REPEATED Subcommand (GENLIN command)

The REPEATED subcommand specifies the correlation structure used by generalized estimating equations to model correlations within subjects and controls statistical criteria in the nonlikelihood-based iterative fitting algorithm. If the REPEATED subcommand is not specified, then the GENLIN procedure fits a generalized linear model assuming independence.

Initial Values and Generalized Estimating Equations

Generalized estimating equations require initial values for the parameter estimates in the linear model. Initial values are not needed for the working correlation matrix because matrix elements are based on the parameter estimates.

The GENLIN procedure automatically supplies initial values to the generalized estimating equations algorithm. The default initial values are the final parameter estimates from the ordinary generalized linear model, assuming independence, that is fit based on the MODEL and CRITERIA subcommand specifications.

Recall that if the REPEATED subcommand is specified, then the CRITERIA subcommand SCALE keyword is directly applicable only to the initial generalized linear model. For the linear model part of the generalized estimating equations, the scale parameter is treated as follows.

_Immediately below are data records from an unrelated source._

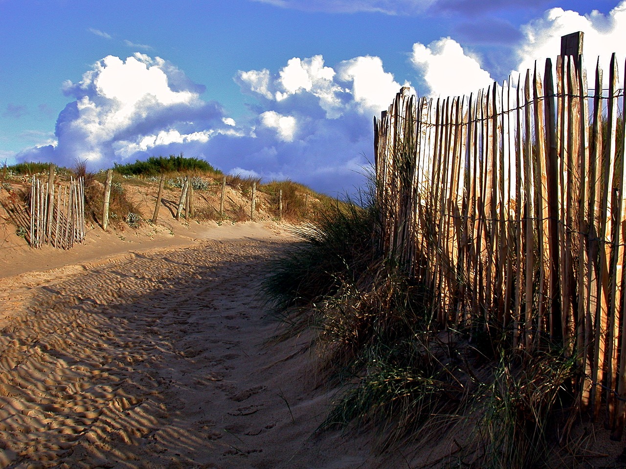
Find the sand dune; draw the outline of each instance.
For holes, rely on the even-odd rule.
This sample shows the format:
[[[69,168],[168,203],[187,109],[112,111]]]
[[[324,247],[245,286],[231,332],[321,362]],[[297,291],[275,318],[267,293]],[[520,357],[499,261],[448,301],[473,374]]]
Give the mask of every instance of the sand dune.
[[[307,339],[267,343],[258,286],[292,240],[220,233],[0,279],[0,467],[377,465],[314,433]]]

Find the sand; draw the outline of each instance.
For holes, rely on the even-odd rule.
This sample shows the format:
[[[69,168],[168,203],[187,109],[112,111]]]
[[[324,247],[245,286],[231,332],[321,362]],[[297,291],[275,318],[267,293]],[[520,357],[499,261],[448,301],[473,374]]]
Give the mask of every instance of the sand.
[[[378,454],[375,427],[316,431],[337,390],[310,332],[272,340],[280,325],[259,295],[290,227],[177,230],[0,246],[0,469],[454,463],[454,435]],[[583,465],[562,466],[623,467],[607,433],[579,428]]]
[[[268,342],[259,285],[288,229],[88,238],[0,261],[0,468],[378,465],[315,432],[332,393],[309,339]]]

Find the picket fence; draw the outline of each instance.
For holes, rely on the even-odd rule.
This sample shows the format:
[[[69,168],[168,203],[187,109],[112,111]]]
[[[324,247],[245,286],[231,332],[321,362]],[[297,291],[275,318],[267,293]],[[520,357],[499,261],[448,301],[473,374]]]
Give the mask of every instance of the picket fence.
[[[625,96],[615,54],[608,89],[599,64],[592,92],[586,74],[562,56],[469,96],[403,88],[374,119],[378,235],[436,293],[444,326],[496,327],[530,352],[562,344],[583,371],[580,406],[605,409],[619,439]]]
[[[52,171],[52,170],[51,170]],[[85,239],[85,188],[82,178],[69,185],[31,181],[29,243],[67,250]]]

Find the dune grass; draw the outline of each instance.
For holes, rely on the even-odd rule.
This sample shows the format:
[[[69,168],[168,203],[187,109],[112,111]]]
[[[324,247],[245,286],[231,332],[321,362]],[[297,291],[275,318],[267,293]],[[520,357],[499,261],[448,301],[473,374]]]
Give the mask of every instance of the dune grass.
[[[463,424],[460,466],[540,466],[571,415],[574,360],[548,345],[523,355],[488,325],[436,323],[435,293],[378,251],[380,211],[359,201],[298,228],[263,285],[285,334],[313,330],[321,376],[338,386],[319,430],[370,425],[384,450]]]

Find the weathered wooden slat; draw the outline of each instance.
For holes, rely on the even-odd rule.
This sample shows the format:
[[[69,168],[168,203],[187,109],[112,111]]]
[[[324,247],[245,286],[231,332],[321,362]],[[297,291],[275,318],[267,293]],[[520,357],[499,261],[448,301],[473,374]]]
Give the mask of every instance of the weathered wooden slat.
[[[593,118],[592,123],[592,169],[590,177],[593,181],[592,191],[590,192],[589,203],[592,209],[590,215],[593,221],[592,228],[590,230],[590,259],[593,263],[593,278],[591,280],[592,298],[595,300],[593,308],[593,358],[592,363],[591,399],[593,418],[597,420],[600,416],[602,396],[602,381],[604,380],[604,355],[605,341],[607,331],[607,304],[605,289],[603,288],[602,265],[604,256],[604,233],[606,223],[606,213],[600,209],[602,199],[602,71],[600,68],[600,61],[595,69],[595,92],[593,96]],[[602,230],[602,231],[601,231]]]
[[[622,82],[626,83],[626,64],[624,64],[625,79]],[[622,109],[626,109],[626,93],[622,91]],[[621,141],[616,141],[616,146],[621,146],[622,148],[626,148],[626,119],[622,119],[621,129]],[[623,164],[622,159],[622,164]],[[620,199],[621,204],[621,211],[620,213],[620,223],[623,226],[626,223],[626,200],[624,199],[624,188],[626,188],[626,171],[622,168],[622,191],[620,193]],[[626,265],[626,250],[624,249],[624,245],[626,244],[626,233],[622,231],[621,236],[619,238],[620,254],[619,261],[621,266],[621,287],[623,290],[624,285],[626,285],[626,269],[624,266]],[[620,349],[620,368],[618,380],[617,383],[617,408],[615,410],[615,423],[613,431],[611,435],[611,438],[613,440],[620,440],[623,433],[625,413],[626,413],[626,298],[624,295],[621,295],[620,305],[620,312],[621,316],[621,323],[620,325],[620,336],[621,347]]]

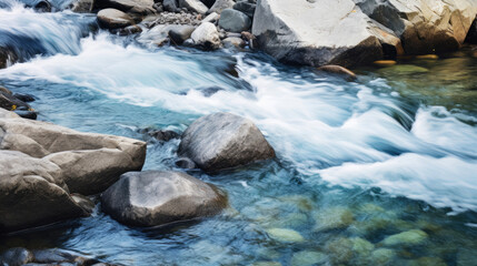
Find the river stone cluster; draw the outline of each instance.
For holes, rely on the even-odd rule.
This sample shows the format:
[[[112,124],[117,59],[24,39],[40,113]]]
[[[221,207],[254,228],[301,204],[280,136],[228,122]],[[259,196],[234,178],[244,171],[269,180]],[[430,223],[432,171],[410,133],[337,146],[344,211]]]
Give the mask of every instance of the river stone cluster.
[[[20,101],[4,88],[0,96],[7,109],[7,100]],[[183,168],[217,172],[275,157],[258,127],[230,113],[200,117],[182,135],[140,132],[159,142],[180,137],[176,164]],[[95,203],[87,196],[101,193],[102,211],[132,226],[189,221],[227,207],[223,192],[186,173],[140,172],[145,160],[145,142],[81,133],[0,108],[0,234],[88,216]]]

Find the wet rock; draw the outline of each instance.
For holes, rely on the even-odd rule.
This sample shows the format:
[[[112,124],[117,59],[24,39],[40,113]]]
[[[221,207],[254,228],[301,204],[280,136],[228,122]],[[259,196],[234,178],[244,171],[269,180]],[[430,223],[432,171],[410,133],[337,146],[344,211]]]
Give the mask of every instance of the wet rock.
[[[121,223],[156,226],[219,213],[227,197],[180,172],[129,172],[101,195],[106,213]]]
[[[350,80],[355,80],[356,79],[356,74],[352,73],[352,71],[350,71],[348,69],[345,69],[345,68],[342,68],[340,65],[328,64],[328,65],[319,66],[318,71],[324,71],[324,72],[328,72],[328,73],[345,75],[347,79],[350,79]]]
[[[0,47],[0,69],[18,61],[18,55],[11,48]]]
[[[169,38],[173,41],[173,43],[180,45],[182,44],[187,39],[190,38],[193,30],[196,30],[192,25],[185,25],[181,28],[175,28],[169,31]]]
[[[348,227],[354,222],[351,211],[345,207],[331,207],[320,209],[315,217],[315,231],[340,229]]]
[[[254,17],[254,43],[286,63],[348,68],[382,58],[370,22],[352,0],[262,0]]]
[[[216,21],[218,21],[220,18],[220,16],[216,12],[211,12],[209,13],[206,18],[203,18],[202,22],[211,22],[215,23]]]
[[[178,154],[191,158],[205,171],[275,157],[274,149],[254,122],[230,113],[196,120],[183,132]]]
[[[396,256],[396,253],[392,249],[378,248],[371,253],[370,260],[372,262],[374,265],[385,266],[385,265],[389,265],[392,262],[395,256]]]
[[[222,40],[225,48],[245,48],[245,41],[241,38],[228,37]]]
[[[145,130],[140,130],[139,133],[147,134],[161,142],[168,142],[170,140],[180,137],[179,133],[175,131],[168,131],[168,130],[145,129]]]
[[[119,35],[130,35],[142,32],[141,27],[139,25],[128,25],[126,28],[120,28],[116,30],[111,30],[111,33]]]
[[[225,9],[220,13],[219,25],[226,31],[242,32],[250,29],[250,18],[235,9]]]
[[[231,9],[236,2],[233,0],[216,0],[213,6],[209,9],[209,13],[221,13],[225,9]]]
[[[477,19],[471,23],[466,37],[466,42],[477,44]]]
[[[256,8],[257,8],[257,4],[250,3],[249,1],[238,1],[236,4],[233,4],[235,10],[238,10],[247,14],[249,18],[254,18]]]
[[[362,12],[392,30],[407,54],[457,50],[476,12],[471,1],[355,0]]]
[[[299,243],[305,241],[300,233],[287,228],[270,228],[267,229],[267,234],[272,239],[284,243]]]
[[[447,266],[446,262],[438,257],[420,257],[418,259],[410,260],[409,266]]]
[[[21,266],[33,260],[33,254],[26,248],[14,247],[0,254],[0,265]]]
[[[96,0],[95,8],[97,9],[118,9],[122,12],[133,14],[150,14],[155,13],[153,0]]]
[[[31,110],[31,106],[16,98],[14,95],[11,95],[10,93],[0,92],[0,108],[8,110],[8,111],[14,111],[14,110]]]
[[[191,12],[205,14],[209,10],[206,4],[199,0],[179,0],[179,8],[187,8]]]
[[[176,161],[176,166],[190,170],[190,168],[196,168],[196,163],[188,157],[180,157]]]
[[[54,163],[69,190],[85,195],[106,190],[122,173],[141,170],[146,158],[146,143],[132,139],[17,117],[1,117],[0,127],[0,149]]]
[[[99,25],[105,29],[119,29],[135,23],[129,14],[111,8],[99,11],[97,18]]]
[[[34,102],[34,96],[31,94],[14,93],[13,96],[22,102]]]
[[[177,0],[163,0],[162,2],[163,9],[169,12],[178,12],[179,3]]]
[[[91,13],[95,0],[74,0],[70,3],[69,9],[77,13]]]
[[[220,47],[219,32],[215,24],[210,22],[201,23],[190,35],[196,45],[207,50],[215,50]]]
[[[291,257],[291,266],[321,265],[328,260],[328,256],[320,252],[302,250]]]
[[[397,62],[394,60],[378,60],[378,61],[375,61],[372,63],[378,65],[378,66],[389,66],[389,65],[397,64]]]
[[[0,93],[8,94],[8,95],[13,95],[13,93],[9,89],[7,89],[4,86],[0,86]]]
[[[92,213],[95,209],[95,203],[81,194],[73,193],[71,194],[71,198],[88,213]]]
[[[69,195],[58,165],[0,151],[0,233],[86,215]]]
[[[426,232],[411,229],[386,237],[382,241],[385,246],[411,246],[423,244],[428,238]]]
[[[20,115],[20,117],[29,119],[29,120],[37,120],[38,115],[34,111],[29,110],[14,110],[16,114]]]

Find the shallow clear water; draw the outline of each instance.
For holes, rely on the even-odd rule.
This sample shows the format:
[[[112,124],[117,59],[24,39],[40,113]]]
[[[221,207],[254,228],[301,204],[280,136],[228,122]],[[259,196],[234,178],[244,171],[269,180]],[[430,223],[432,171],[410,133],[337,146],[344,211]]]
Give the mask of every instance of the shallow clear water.
[[[16,6],[0,14],[0,40],[22,45],[13,37],[34,37],[26,62],[0,70],[0,85],[36,95],[40,120],[145,139],[138,130],[183,131],[227,111],[255,121],[278,155],[218,175],[189,172],[227,192],[230,208],[216,217],[132,228],[98,205],[88,218],[2,236],[0,249],[62,247],[125,265],[475,265],[477,59],[469,54],[361,69],[346,82],[250,51],[150,50],[88,35],[93,17],[68,11]],[[26,27],[38,20],[38,29]],[[149,142],[145,168],[175,168],[177,146]],[[415,229],[425,236],[390,244]]]

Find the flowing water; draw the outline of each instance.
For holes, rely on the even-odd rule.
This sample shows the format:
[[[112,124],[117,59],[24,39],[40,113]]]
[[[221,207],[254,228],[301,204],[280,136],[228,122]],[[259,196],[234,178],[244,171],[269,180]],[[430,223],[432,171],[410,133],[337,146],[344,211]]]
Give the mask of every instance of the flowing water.
[[[183,131],[226,111],[255,121],[277,158],[189,172],[227,192],[221,215],[135,228],[98,204],[91,217],[2,236],[0,250],[59,247],[123,265],[476,265],[471,54],[347,82],[252,51],[145,48],[97,31],[91,14],[2,7],[0,45],[22,62],[0,70],[0,85],[33,94],[39,120],[147,140],[141,129]],[[177,147],[149,140],[145,170],[177,170]]]

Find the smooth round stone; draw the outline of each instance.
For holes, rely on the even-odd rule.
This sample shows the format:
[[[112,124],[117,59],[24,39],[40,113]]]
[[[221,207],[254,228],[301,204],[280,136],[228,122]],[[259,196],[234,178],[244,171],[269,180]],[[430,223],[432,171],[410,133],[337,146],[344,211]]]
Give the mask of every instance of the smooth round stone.
[[[328,256],[320,252],[302,250],[295,253],[291,257],[291,266],[312,266],[324,264]]]
[[[389,265],[396,253],[389,248],[378,248],[371,253],[371,262],[374,265]]]
[[[427,237],[428,235],[426,234],[426,232],[420,229],[411,229],[411,231],[388,236],[382,241],[382,244],[385,246],[418,245],[418,244],[423,244],[427,239]]]
[[[305,241],[300,233],[287,228],[270,228],[267,231],[267,234],[278,242],[297,243]]]
[[[348,227],[354,221],[351,211],[346,207],[331,207],[318,211],[315,215],[315,231],[330,231]]]
[[[219,25],[226,31],[242,32],[250,29],[250,18],[235,9],[226,9],[220,13]]]
[[[99,25],[106,29],[119,29],[131,25],[132,18],[117,9],[102,9],[98,12]]]
[[[475,260],[474,260],[475,262]],[[409,262],[409,266],[447,266],[447,264],[438,257],[420,257]],[[476,264],[471,264],[476,265]]]

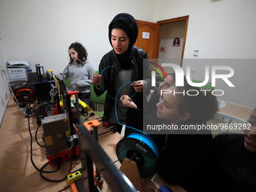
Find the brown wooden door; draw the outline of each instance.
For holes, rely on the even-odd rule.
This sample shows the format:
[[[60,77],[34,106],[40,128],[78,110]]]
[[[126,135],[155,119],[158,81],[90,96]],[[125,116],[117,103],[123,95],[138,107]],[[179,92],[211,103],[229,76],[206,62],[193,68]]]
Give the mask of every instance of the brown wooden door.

  • If SCALE = MLE, then the scale parameter estimate from the initial generalized linear model is passed to the generalized estimating equations, where it is updated by the Pearson chi-square divided by its degrees of freedom. Pearson chi-square is used because generalized estimating equations do not have the concept of likelihood, and hence the scale estimate cannot be updated by methods related to maximum likelihood estimation.
  • If SCALE = DEVIANCE or PEARSON, then the scale parameter estimate from the initial generalized linear model is passed to the generalized estimating equations, where it is treated as a fixed number.
  • If SCALE is specified with a fixed number, then the scale parameter is also held fixed in the generalized estimating equations.

It is possible to bypass fitting the generalized linear model and directly input initial values to the generalized estimating equations algorithm. To do this, specify the linear model as usual on the MODEL subcommand. Then, on the CRITERIA subcommand, specify initial values for the linear model on the INITIAL keyword and set MAXITERATIONS = 0.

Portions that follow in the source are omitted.